Secondly, I’ve found that there are many voices that try to speak into our lives, especially when it comes to illness, catastrophes & upsets. Voices that advise, voices that accuse & voices that encourage. To be fair these voices usually belong to well meaning people, sometimes close friends and they all believe they are right. But there is only one voice that will bring you through the fire. That voice belongs to the One who was in the fire with the 3 Hebrew boys. That voice belongs to the One who endured the fire of the cross so that I wouldn’t have to bear my cross alone. It’s that voice that I have learned to seek out. It’s His voice that speaks to my heart.
I am thankful for the fire (did I say that?). I am thankful for the testimonies of those who have endured the fire before us. And I am thankful for the One Voice that is always there, whether I hear Him or not. I am thankful for the times that He has rescued me when I veered off the path He set out for me. I am thankful that my past choices don’t determine my present & future path.
Susan Craig says:
February 26, 2015 at 5:50 pmChoices and Voices-love the rhyme in that!! Also love the words in the song-“I will go thru the darkness if you want me to.”

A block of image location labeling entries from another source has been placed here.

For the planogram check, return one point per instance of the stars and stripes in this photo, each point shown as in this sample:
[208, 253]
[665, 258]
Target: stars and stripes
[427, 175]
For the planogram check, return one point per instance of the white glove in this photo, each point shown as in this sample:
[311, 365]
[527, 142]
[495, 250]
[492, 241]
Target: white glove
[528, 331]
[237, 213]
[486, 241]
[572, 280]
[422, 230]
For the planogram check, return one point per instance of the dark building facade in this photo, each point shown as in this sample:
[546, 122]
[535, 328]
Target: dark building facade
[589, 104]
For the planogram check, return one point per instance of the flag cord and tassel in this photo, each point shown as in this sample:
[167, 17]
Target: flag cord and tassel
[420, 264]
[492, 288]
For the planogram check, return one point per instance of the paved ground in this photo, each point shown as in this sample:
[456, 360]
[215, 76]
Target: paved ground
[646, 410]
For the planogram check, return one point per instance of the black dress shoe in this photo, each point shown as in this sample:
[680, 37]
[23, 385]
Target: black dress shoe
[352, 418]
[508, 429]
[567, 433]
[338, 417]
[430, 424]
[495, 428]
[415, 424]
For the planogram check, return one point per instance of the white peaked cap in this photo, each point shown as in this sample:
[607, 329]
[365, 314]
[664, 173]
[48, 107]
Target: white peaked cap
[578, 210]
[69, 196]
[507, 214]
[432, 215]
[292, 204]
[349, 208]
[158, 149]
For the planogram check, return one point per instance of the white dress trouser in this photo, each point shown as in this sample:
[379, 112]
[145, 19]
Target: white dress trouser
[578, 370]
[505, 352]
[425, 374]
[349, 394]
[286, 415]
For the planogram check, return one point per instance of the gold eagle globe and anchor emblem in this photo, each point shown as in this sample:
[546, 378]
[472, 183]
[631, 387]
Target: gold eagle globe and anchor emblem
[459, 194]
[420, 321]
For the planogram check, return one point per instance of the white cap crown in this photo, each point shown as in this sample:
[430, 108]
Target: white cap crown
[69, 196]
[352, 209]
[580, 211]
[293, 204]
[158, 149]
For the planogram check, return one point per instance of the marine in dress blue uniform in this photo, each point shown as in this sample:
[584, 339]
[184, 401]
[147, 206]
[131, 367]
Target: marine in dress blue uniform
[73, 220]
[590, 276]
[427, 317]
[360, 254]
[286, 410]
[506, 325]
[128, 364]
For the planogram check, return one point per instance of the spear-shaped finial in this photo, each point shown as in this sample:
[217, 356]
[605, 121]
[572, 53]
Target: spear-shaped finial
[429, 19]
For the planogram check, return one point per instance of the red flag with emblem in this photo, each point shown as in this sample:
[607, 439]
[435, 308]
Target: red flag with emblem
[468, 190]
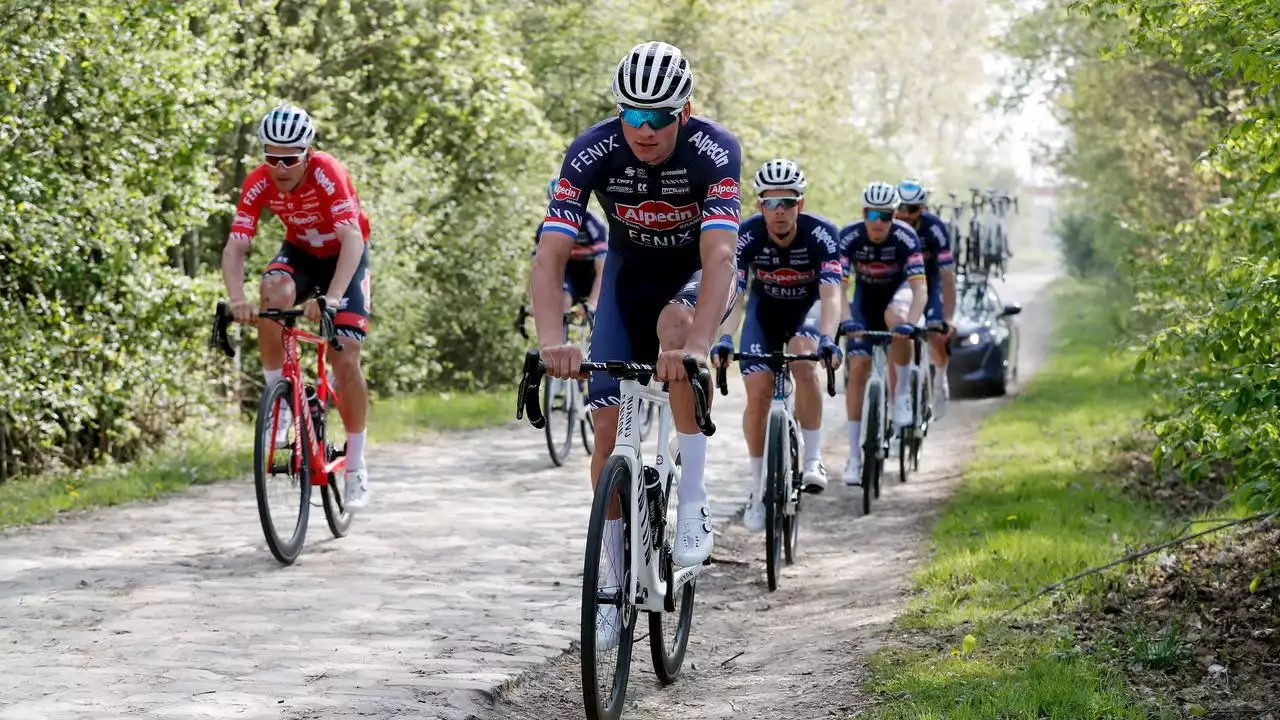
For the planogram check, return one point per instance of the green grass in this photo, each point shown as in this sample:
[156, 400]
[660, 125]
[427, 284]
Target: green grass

I remember a hymn I loved to play and sing when I was a teenager- “I’ll go where you want me to go ,dear Lord! O’er mountain or plain or sea. I’ll say what you want me to say, dear Lord! I’ll be who you want me to be.” When I sang that song, I put all my heart and soul into it and meant every word. I look back now and remember many times when these words were forgotten as I wanted my way in alot of things. I am thankful that God has forgiven past sins when we truely repent from them. Thanking the Lord for those words sung all those years ago and with so much of my heart in them. I am thankful that He knows how much I truely meant them as I sang them and I am thankful He did not leave me when I left Him to do my own thing. I still desire the words in that song for my life and it is never too late to follow that desire that God put into my heart all those years ago. Thank you Lord for never giving up on me and reminding me that I am always Your child-then,now and forever!!